Monday, September 30, 2013

Tableau vs. Power Pivot Part 3: Basic Data Modeling

Today, we will talk about how to handle data modeling in Power Pivot and Tableau.  In order to do this, we need to talk about the difference between "Joining" (Power Pivot) and "Blending" (Tableau).  A join is a static relationship that is reused over and over again for every calculation, with the exception of the ones you specifically code to reject that relationship.  Blending is a dynamic relationship that is used for one chart and one chart only.  Here's a simple example.

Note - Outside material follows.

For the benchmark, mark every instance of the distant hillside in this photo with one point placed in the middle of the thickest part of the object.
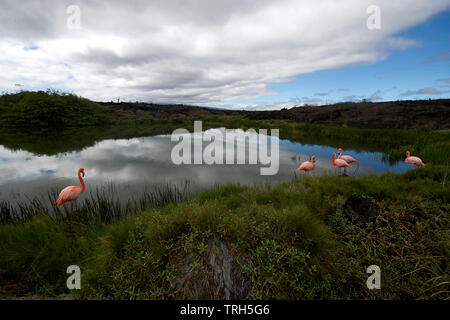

Imagine you have a fact table of sales per day with standard mm/dd/yyyy dates.  You also have a fully functional date dimension.  For those of you that don't know what a date dimension is,  it's a table where you can find all of the information about a date.  Some example information would be Month, Year, Weekday/Weekend, Fiscal Quarter, Holiday Status, etc.  Here's a simple example of a date dimension.
Date Dimension
Your goal is to report using the data from the main table, but the Month Name from the date table.  Now, if you wanted to "Join" these tables, you would want to join at the lowest possible level, i.e. the day.  This is so that you maintain as much information as possible in this STATIC relationship.  However, if you were to "Blend" these tables, you would only blend at the level you needed.  So, if you wanted to report on Sales per Month, you would still "Join" at the day level, but you would "Blend" at the Month level.  This is actually quite a neat feature.  If you wanted a report that shows the day level, the month level, and the year level (in different charts), you would have to "Join" at the day level, but you could "Blend" each chart at it's respective level.  I have created a picture to illustrate this point.
Joining vs. Blending

Now, let's get to the examination.

1 Fact and 1 Dimension

Here, we have a dimension that shows the managers for each Region and the CEO, who is over all Regions.  Let's see how easy it is to report on Profit by Region Manager.
Orders to Users on Region (Power Pivot)
In order to define a relationship in Power Pivot, all you have to do is drag Region from Orders onto Region from Users.  Now, we can report on Sales by Region Manager.
Profit by Region Manager (Power Pivot)
After creating the relationship, this was just as simple as if there were in the same table.  Now, let's see what Tableau thinks.
Profit by Region Manager (Tableau)
First, I had to drag Manager and Profit onto the chart.  However, since there's no Manager field in the Orders table, I had to click on the "Chain" beside Region to get it to blend on Region.  This would have been a much more complex task in Tableau 7.  However, Tableau 8 has had some serious changes to the way it blends.  In this case, both of the procedures were almost identical.

Winner: Tie

1 Fact and 3 Dimensions

Now, let's add a list of Returned orders as well as a Date dimension to the mix.  Let's see how well we can see how many orders were returned for each Region Manager in 2012.
Orders to Users, Returns, and Date (Power Pivot)
This design is what is typically called a Star Schema.  A star schema is widely considered, at least in my experience, to be the gold standard for analytical data modeling.  If you want to know more about Star Schema, check out the Wikipedia article, which pays homage to Ralph Kimball, the "father" of the Star Schema.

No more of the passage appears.